Minefield in Alaska…WTF?

denali alaska minefield

I have been around UXOs (unexploded objects) in both Southeast Asia and the Army and never quite felt comfortable around them. No wonder. Imagine an object, built only for one reason only: to kill or maim another person. Devices with mechanical brains that have been rusting away outside since the 1960s. Snow had depressed the trigger some, as well as probably some of Alaska’s many earthquakes, and no doubt the constant freezing and thawing.

Now imagine if those objects were scattered around just a few dozen meters from where you were camping — where kids were playing and people were walking to go fishing!

That is exactly what we found when we pulled into a campground trying to find access to the Tangle River in Alaska for some fishing. We parked the car and began down the clearly marked trail until we came upon the new sign above. I could barely believe my eyes. Three mines had been found in the area only one week before we came! The wording on the sign was “we think we found them all, but just in case — enter at your own risk and this is what to do when you find a UXO.”

I have no idea why there would be mines in the middle of Alaska where no war was fought, and nowhere near an army base. But there were mines. We did the only proper thing that two addicted sportsmen should do: we continued forward to the river through the knee-high grass and hoped for the best!
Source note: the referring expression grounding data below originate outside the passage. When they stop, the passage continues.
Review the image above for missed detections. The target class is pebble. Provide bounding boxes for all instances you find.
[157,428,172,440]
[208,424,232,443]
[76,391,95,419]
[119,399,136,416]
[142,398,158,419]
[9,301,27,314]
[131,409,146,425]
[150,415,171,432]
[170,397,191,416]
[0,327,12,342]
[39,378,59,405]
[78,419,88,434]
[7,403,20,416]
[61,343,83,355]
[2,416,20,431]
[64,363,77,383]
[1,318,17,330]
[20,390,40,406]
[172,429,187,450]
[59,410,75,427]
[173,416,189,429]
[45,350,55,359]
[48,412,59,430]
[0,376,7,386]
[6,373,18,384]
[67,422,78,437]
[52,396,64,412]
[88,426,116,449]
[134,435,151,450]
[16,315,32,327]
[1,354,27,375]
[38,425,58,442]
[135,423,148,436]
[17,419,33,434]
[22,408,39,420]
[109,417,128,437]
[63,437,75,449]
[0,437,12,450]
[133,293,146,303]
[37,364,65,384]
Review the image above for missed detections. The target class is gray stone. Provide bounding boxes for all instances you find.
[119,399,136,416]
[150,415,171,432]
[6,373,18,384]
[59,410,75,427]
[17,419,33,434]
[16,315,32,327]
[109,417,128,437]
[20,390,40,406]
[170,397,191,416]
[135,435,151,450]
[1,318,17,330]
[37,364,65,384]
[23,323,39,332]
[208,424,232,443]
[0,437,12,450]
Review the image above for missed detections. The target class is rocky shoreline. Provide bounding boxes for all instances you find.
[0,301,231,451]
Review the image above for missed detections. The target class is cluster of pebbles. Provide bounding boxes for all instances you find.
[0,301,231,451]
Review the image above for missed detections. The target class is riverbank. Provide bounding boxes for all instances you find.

I did, however, keep an eye on the trail, just as I did while trekking in Cambodia where mines are still scattered like seeds.

At the river, we had no luck fishing, so dad stopped to pan for gold just for fun. Alaska is filled with gold, but the problem is finding enough of the little specs of dust to use chemicals to make it solid. Gold panning is actually out of season right now, because they are afraid that people will scoop up the salmon eggs while sifting for it. No danger of that — we had no luck finding salmon or gold!